Die Top Ten im Einzelnen:
1. Korruption: Deutsche Unternehmen schmieren im Ausland
Deutsche Unternehmen bestechen Auftraggeber im Ausland. So berichtete etwa die ghanaische Zeitung “Accra Mail”, dass Daimler-Chrysler Offiziere der ghanaischen Streitkräfte bestochen habe. In der Folge tauschte die ghanaische Regierung nicht nur den militärischen Kontaktpartner zu Daimler-Chrysler, sondern auch die gesamte Militärführung aus. Deutschland steht auf Platz 16 des Korruptionswahrnehmungs-Index von Transparency International. Die OECD fordert von Deutschland, wirksamer gegen die Bestechung ausländischer Amtsträger durch deutsche Firmen vorzugehen. Noch immer gibt es kein bundesweites Zentralregister auffälliger Unternehmen und keine rechtliche Absicherung von Informanten.

2. Europa entscheidet – Machtverschiebung nach Brüssel
Mehr als die Hälfte der Gesetzgebung in deutschen Parlamenten wird inzwischen auf EU-Ebene vorbestimmt. Diese Entscheidungsstrukturen sind wenig transparent. Über sie ­ wie über europäische Themen generell ­ wird in den Medien zu wenig informiert: Nur 0,4 bis drei Prozent der wichtigsten Fernsehnachrichten konzentrieren sich auf die Europäische Union; in den überregionalen Tageszeitungen liegt die Quote unwesentlich höher.

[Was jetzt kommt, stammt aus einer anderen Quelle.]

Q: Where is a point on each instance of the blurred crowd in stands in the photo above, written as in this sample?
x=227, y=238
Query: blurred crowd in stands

3. Mangelnde Hochwassersicherheit von Chemieanlagen
Deutsche Chemieanlagen sind Experten zufolge nur unzureichend gegen Hochwasser gesichert. Treten bei einer Überschwemmung Chemikalien aus, sind Mensch und Natur besonders gefährdet. Die bisher geltenden Standards stammen teilweise aus den 20er Jahren des vorigen Jahrhunderts und müssen dringend den gewandelten Klimabedingungen angepasst werden. Obwohl zum Thema Hochwasser viel berichtet wurde, ist auf die besondere Problematik bei Chemieanlagen nur unzureichend hingewiesen worden.

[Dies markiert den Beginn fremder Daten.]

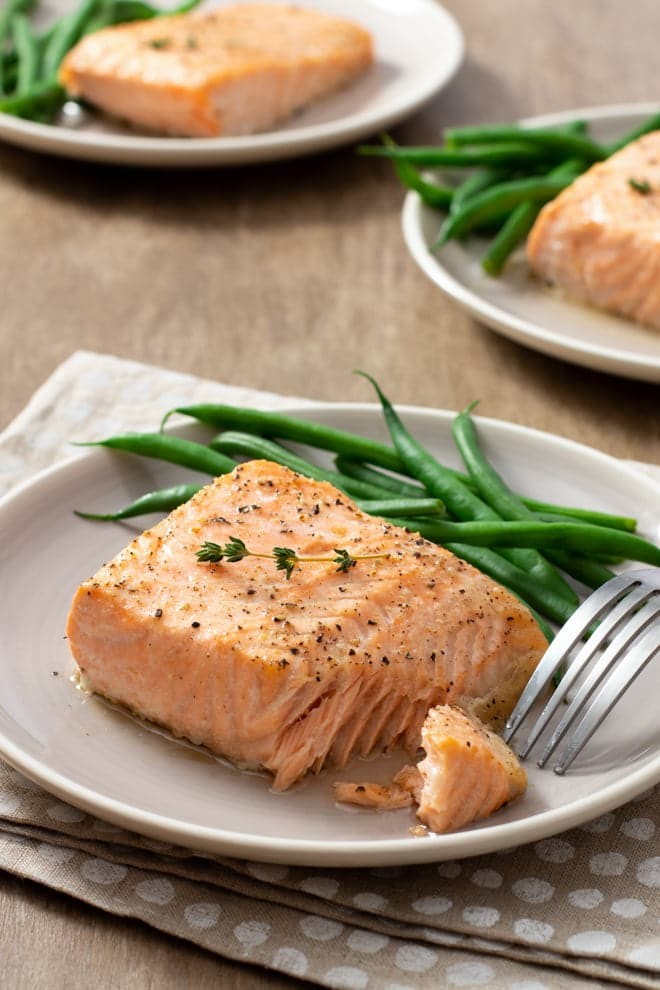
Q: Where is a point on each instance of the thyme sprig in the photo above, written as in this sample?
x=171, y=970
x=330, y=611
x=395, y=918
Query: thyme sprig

4. Greenwash: Unternehmen und ihr ökologischer Deckmantel
Große Unternehmen betreiben “grüne PR”, indem sie sich nach außen ökologisch und sozial geben. Dafür gründen sie imagefördernde Organisationen. Außerdem infiltrieren sie Aktivistengruppen, um Negativ-PR zuvorzukommen. Die tatsächliche Firmenpolitik entspricht aber dem Gegenteil des Umwelt-Images: Mit Lobby-Arbeit sorgen sie – wie das Beispiel des Energiekonzerns Exxon Mobil zeigt – dafür, dass klimaschützende politische Entscheidungen aufgeschoben oder verwässert werden.

5. Auslandsgeschäfte mit Giften und Pestiziden: die Doppelstandards der Industrie
Beim Geschäft mit Pestiziden wird mit zweierlei Maß gemessen: Die Industrie verdient mit giftigen Stoffen, die in Deutschland verboten sind, im Ausland auf legalem Weg viel Geld. Nach Schätzungen der WHO kommt es in Entwicklungsländern jedes Jahr zu 25 Millionen Vergiftungsfällen beim Umgang mit Schädlingsbekämpfungsmitteln. 20.000 davon enden tödlich.

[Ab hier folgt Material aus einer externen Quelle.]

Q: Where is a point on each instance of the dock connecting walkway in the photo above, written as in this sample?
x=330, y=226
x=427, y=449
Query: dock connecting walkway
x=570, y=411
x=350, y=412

6. Abgestufte UN-Resolutionen
Die Resolutionen der Vereinten Nationen ziehen unterschiedliche Konsequenzen nach sich. Resolutionen nach Kapitel VI der UN-Charta sehen eine friedliche Beilegung von Konflikten durch Verhandlungen vor. Resolutionen nach Kapitel VII der UN-Charta hingegen erlauben auch wirtschaftliche und militärische Sanktionen. In der Vergangenheit bezogen sich beispielsweise die Irak-Resolutionen meist auf Kapitel VII, während die Israel-Resolutionen auf Basis von Kapitel VI ausdrücklich keine Sanktionsmöglichkeiten vorsehen. Dieser wichtige Unterschied wird von den Medien in der Regel nicht erklärt.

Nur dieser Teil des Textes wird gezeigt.